Bereitet sich hier einer mit dem Budget seiner Behörde auf ein Comeback als Volksvertreter vor?
Das wollte ich natürlich von Klaus Tappeser wissen. Stichwort: Sorgfaltspflicht im Journalismus. Was mir daraufhin geantwortet wurde, kann man sich schon denken: nichts.
Freundlich, überheblich, patzig
Menschen, die ihm begegneten, beschreiben Tappeser so: grundsätzlich freundlich, gegenüber Bittstellern bisweilen gönnerhaft und überheblich, und wenn es nicht nach seinem Willen läuft, dann richtig patzig. Aber das sind nur subjektive Eindrücke ohne allgemeine Gültigkeit.
Auf jeden Fall dürfte Klaus Tappeser genau der Richtige sein, um ein Projekt wie das Biosphärenreservat Oberschwaben-Allgäu durchzudrücken. Denn zu verlieren hat er nichts, auch wenn die Biosphäre krachend untergeht. Dann haben die Grünen ihr Spielzeug eben selbst zerkloppt.

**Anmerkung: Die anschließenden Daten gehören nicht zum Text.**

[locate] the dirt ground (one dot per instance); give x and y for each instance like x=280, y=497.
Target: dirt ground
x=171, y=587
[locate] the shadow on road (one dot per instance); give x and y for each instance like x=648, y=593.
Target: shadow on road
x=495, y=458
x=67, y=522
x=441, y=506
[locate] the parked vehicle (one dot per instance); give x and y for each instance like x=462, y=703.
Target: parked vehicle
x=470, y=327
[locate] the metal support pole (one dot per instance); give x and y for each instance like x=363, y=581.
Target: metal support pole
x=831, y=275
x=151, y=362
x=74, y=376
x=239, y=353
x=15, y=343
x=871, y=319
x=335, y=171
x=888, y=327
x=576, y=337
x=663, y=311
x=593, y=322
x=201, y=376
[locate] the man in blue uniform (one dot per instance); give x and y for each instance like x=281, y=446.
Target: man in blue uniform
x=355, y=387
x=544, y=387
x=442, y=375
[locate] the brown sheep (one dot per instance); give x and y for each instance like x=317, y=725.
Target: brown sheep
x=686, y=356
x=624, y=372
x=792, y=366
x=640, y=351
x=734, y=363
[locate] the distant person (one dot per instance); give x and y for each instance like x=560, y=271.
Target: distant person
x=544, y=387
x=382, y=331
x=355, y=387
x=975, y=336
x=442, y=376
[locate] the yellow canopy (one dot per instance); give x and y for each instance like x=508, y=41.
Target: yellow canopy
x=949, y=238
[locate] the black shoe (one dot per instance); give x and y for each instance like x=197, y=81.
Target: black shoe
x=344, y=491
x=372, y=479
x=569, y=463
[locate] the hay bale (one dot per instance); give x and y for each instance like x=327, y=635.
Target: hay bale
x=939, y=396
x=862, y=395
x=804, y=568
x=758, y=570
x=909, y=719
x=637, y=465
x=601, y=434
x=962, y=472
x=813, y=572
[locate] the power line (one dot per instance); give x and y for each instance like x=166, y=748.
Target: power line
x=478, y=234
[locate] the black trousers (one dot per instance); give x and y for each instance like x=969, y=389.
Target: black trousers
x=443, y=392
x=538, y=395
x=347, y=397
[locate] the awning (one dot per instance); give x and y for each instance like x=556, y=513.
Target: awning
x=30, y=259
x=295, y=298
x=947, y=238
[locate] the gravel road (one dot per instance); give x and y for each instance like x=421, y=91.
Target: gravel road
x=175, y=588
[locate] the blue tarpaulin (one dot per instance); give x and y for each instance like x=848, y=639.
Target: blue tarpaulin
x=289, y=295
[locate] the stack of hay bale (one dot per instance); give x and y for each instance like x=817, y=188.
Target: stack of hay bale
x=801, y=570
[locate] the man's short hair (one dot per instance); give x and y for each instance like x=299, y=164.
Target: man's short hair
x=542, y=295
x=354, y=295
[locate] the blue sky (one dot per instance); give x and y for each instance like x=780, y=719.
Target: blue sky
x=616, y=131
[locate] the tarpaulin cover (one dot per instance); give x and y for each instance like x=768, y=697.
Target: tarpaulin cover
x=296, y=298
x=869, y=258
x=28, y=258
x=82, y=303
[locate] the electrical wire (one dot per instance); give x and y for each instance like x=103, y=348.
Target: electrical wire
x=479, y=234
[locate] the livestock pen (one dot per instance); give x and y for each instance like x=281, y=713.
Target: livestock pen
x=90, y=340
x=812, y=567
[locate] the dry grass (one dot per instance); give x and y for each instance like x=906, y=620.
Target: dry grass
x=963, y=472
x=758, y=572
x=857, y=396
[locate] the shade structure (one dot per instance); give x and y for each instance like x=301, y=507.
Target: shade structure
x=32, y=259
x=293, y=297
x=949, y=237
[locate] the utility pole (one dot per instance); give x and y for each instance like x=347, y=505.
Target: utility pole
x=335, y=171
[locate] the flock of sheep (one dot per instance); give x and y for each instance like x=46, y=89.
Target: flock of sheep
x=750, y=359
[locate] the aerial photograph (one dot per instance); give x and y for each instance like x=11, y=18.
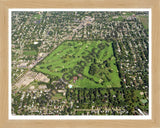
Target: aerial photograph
x=84, y=63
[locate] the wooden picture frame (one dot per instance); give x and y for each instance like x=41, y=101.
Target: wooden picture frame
x=4, y=8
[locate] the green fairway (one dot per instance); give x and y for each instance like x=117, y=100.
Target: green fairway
x=84, y=64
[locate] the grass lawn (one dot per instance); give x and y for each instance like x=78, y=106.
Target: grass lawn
x=93, y=60
x=144, y=20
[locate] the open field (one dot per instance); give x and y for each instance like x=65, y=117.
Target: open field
x=87, y=64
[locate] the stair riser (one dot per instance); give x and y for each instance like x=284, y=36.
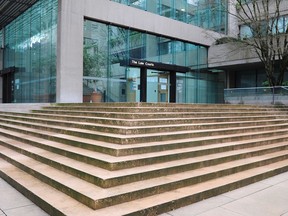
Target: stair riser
x=136, y=150
x=168, y=206
x=152, y=137
x=151, y=115
x=44, y=119
x=151, y=174
x=51, y=210
x=156, y=109
x=57, y=185
x=97, y=204
x=183, y=183
x=127, y=131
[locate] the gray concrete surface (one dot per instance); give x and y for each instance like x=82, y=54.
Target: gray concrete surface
x=266, y=198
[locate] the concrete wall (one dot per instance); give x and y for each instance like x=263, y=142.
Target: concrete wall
x=231, y=54
x=1, y=80
x=70, y=36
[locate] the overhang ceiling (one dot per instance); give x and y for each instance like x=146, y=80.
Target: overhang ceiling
x=10, y=9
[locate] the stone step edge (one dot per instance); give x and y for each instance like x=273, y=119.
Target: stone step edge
x=142, y=122
x=152, y=205
x=143, y=138
x=152, y=115
x=118, y=163
x=128, y=129
x=84, y=194
x=179, y=165
x=160, y=147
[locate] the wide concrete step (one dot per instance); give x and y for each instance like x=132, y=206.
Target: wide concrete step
x=133, y=130
x=87, y=165
x=52, y=142
x=130, y=138
x=152, y=203
x=120, y=158
x=154, y=115
x=51, y=118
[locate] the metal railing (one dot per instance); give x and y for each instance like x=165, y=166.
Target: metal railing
x=277, y=95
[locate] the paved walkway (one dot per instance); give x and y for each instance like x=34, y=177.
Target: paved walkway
x=266, y=198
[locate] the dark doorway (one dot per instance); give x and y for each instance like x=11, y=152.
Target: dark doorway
x=8, y=84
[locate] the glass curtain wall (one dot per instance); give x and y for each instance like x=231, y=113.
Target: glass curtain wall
x=107, y=49
x=30, y=47
x=209, y=14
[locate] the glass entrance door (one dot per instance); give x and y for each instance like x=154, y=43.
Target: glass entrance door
x=158, y=83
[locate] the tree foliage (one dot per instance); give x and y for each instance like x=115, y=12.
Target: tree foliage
x=269, y=34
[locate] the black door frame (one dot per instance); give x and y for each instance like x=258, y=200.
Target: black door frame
x=145, y=65
x=7, y=84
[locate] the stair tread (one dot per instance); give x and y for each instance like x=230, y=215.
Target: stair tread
x=113, y=159
x=157, y=134
x=95, y=192
x=106, y=174
x=70, y=207
x=121, y=147
x=56, y=121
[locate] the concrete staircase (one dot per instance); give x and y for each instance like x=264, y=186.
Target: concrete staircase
x=138, y=158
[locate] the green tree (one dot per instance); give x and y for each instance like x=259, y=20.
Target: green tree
x=268, y=34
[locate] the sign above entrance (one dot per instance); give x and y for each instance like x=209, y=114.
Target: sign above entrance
x=155, y=65
x=142, y=63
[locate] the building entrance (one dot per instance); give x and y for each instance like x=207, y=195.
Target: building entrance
x=8, y=84
x=158, y=86
x=157, y=81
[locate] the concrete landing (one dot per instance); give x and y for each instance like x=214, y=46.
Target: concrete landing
x=13, y=203
x=265, y=198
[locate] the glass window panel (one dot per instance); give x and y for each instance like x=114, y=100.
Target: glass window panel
x=153, y=6
x=141, y=4
x=121, y=82
x=152, y=48
x=181, y=10
x=136, y=45
x=31, y=40
x=166, y=8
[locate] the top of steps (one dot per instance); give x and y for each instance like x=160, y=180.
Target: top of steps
x=71, y=158
x=22, y=107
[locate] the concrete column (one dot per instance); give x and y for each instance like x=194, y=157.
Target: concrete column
x=69, y=86
x=1, y=79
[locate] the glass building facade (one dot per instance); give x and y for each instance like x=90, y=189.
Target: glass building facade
x=107, y=47
x=208, y=14
x=30, y=55
x=30, y=49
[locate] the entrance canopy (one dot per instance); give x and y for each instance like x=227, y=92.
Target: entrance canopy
x=11, y=9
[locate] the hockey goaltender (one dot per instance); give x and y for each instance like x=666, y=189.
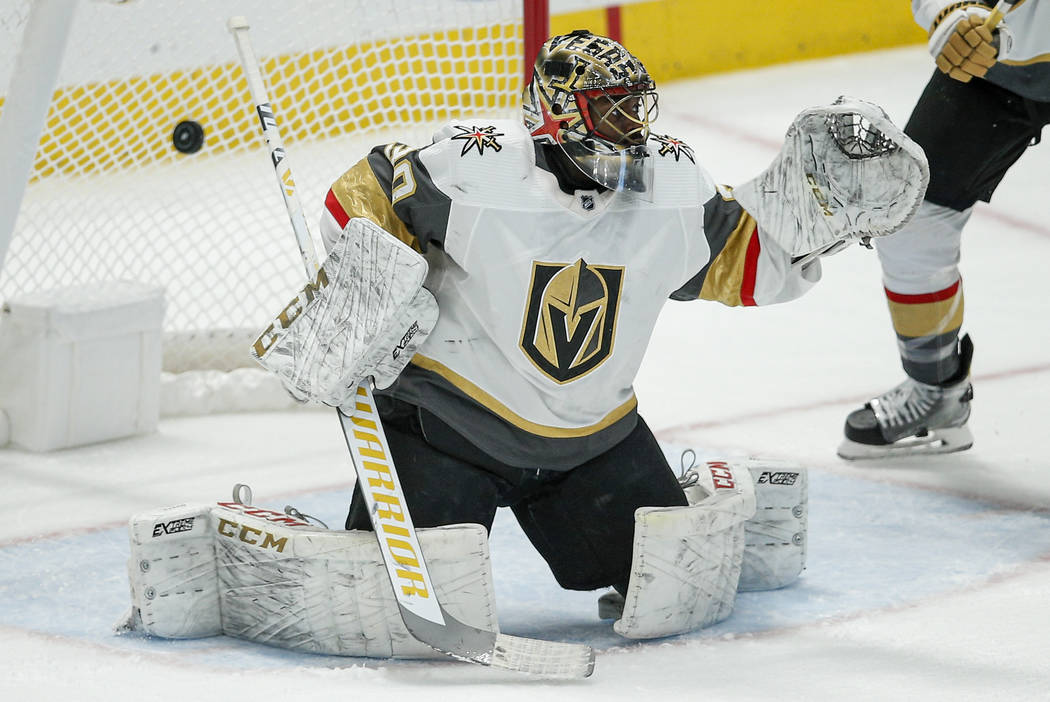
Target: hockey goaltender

Kommt die Biosphäre, steht Klaus Tappeser bei der Eröffnung in der ersten Reihe neben den Spitzen der Regierung – wer auch immer das sein wird. Und liefert bestes Fotofutter für die Bildberichterstatter: sich selbst.
Es könnte Tappesers Geisterstunde als Polit-Zombie und die Wiederauferstehung eines machtbewussten Politikers werden.